Şekeri, tiroidi ve genital kistleri olan iki hanım hastamızda, akupunkturla altı ayda alınan netice jinekologlarını bile şaşırtacak kadar başarılı oldu. Bu şu demektir; akupunkturla bütün hormon dengesizliklerini düzeltmeye yönelik tedavi şarttır. Diyabet hastasında tiroit dengesizliği bilindiği gibi yüksek düzeydedir. Çünkü diyabet hipotalamik seviyede tiroidi etkilemektedir. Ayrıca TSH solunumu etkilemekte, bu da pankreası etkilemeye götürmektedir. Akupunkturla obezitede alınan neticelerin sadece kilo vermeye yönelik olması en büyük şikayet konusu. Halbuki bu sebepleri tedavi ederek neticeye varabilirsek, kilo veriş de kalıcı olacaktır. Ve en önemlisi; hasta şekerli olduğunu öğrenecek, hayatını ona göre sürdürecektir veya tiroit fonksiyon bozukluğunun tedavisiyle uğraşacaktır.

* Tedavideki sıkıntılarınız neler?
Akupunkturla tedavi ettiğimiz 82 hastamızın çoğunluğu üç ayda olumlu cevap vermiştir.

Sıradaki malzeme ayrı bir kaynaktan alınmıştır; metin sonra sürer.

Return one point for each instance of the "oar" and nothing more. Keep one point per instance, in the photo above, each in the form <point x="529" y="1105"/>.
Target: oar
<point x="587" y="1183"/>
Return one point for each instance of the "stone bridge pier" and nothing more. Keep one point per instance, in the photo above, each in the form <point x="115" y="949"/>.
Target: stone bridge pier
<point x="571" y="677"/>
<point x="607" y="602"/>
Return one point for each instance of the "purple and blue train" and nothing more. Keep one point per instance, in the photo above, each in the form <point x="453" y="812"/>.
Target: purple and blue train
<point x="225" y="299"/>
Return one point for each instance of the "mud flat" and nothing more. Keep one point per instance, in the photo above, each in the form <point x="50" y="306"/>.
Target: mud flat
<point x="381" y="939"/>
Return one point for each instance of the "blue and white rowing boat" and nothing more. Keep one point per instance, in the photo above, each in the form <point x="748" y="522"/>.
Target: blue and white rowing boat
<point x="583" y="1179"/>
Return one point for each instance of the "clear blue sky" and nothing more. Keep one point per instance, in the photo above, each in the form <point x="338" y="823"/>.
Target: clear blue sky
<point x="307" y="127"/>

Hastalarımızın yüzde 10’u olumlu sonuçlara bakıp ’Artık gerek yok’ diyerek tedaviyi kesmiştir. Ve yüzde 30’u ne yazık ki olumlu giden sonuçlara bakarak tedaviyi kısa sürede terk edip kontrole gelmemiştir. Akupunkturla tip 2 diyabet tedavisi sonuçlarını tam olarak görmemiz için hastaların düzenli takibi şarttır. Tedavinin yarım bırakılması doğru değil.

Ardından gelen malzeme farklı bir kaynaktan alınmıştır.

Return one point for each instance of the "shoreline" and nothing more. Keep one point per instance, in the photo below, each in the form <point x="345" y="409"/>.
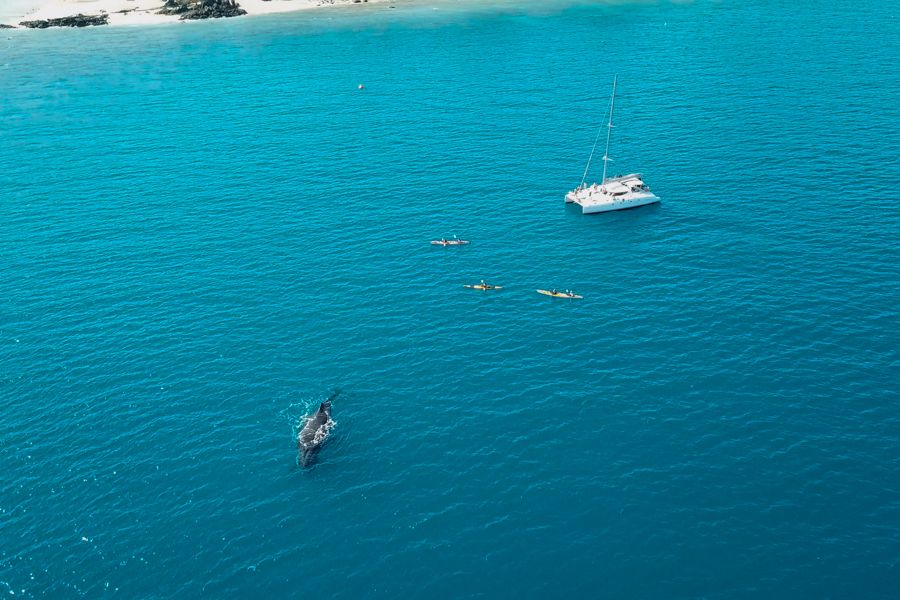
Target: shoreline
<point x="144" y="12"/>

* Tamamlayıcı tedavi nedir?
Akupunktur, aromaterapi, ayurveda, şifalı bitkilerle tedavi, masaj, meditasyon, müzik, karaciğer temizleme tedavisi gibi beslenme tedavileri, reiki, geleneksel Çin tıbbı gibi seçenekler, bilimsel tedavilere alternatif olarak sunulan tamamlayıcı tedaviler arasında yer alır. Binlerce yıldır yaygın olarak kullanılan tamamlayıcı tedaviler, günümüzde gerek sağlık çalışanları gerekse sorunlarına çare arayan birçok kişi tarafından artan sayıda kullanılıyor. Amerika Birleşik Devletleri’nde bile nüfusun yarısı tamamlayıcı tedavileri kullanıyor. Tamamlayıcı tedaviler adından da anlaşıldığı gibi; diyabet tedavisi için gerekli ilaç, insülin ve beslenme tedavisi yanında kullanılan tedavilerdir.

UZMANIN TECRÜBESİ ÖNEMLİ
* Tamamlayıcı tedavi şeker hastalığının tedavisinde etkin bir şekilde kullanılabilir mi?
Kanada ve İngiltere’de yapılan çalışmalarda diyabet polikliniklerinde izlenen diyabetli kişilerin yüzde 17’sinin tamamlayıcı tedavileri kullandıkları biliniyor. Avustralya’da St. Vincent Hastanesi Endokrin ve Diyabet kliniğinin yaptığı çalışmalarda da tamamlayıcı tedavilerin kullanım sıklığı benzer sayıda bulundu. İstanbul Üniversitesi Diyabet Bilim Dalı polikliniğine başvuran hastaların yüzde 62’si kan şekerini düşürmek amacı ile tamamlayıcı tedavileri kullanıyor.

* Tamamlayıcı tıp tedavilerinin riskleri ve faydaları neler?
Öncelikle uygulayan kişilerin yetenekleri büyük önem taşır. Bilimsel çalışmaların desteklediği sınırlı sayıda tamamlayıcı tedaviler olmakla birlikte, yapılan çalışmalar bu tedavilerin tıbbi yöntemlerin yerine uygulanmayacağını söylemiştir.

* Tamamlayıcı tıbbın olumlu etkileri neler?
Masaj, aromaterapi ve bazı bitkiler stresi azaltarak bireyin kendini mutlu hissetmesini sağlar. Masaj ve akupunktur; ağrıyı, nane ve ginseng ise, bulantı gibi diyabetin istenmeyen belirtilerini tedavi edebilir veya şiddetini azaltabilir. Aromaterapi konsantrasyon bozukluğunu azaltabilir. Reiki kişinin kendine daha olumlu bakmasına yardımcı olabilir. Ancak hangi yöntemi tercih ederseniz edin, doktora danışmanız gerekli.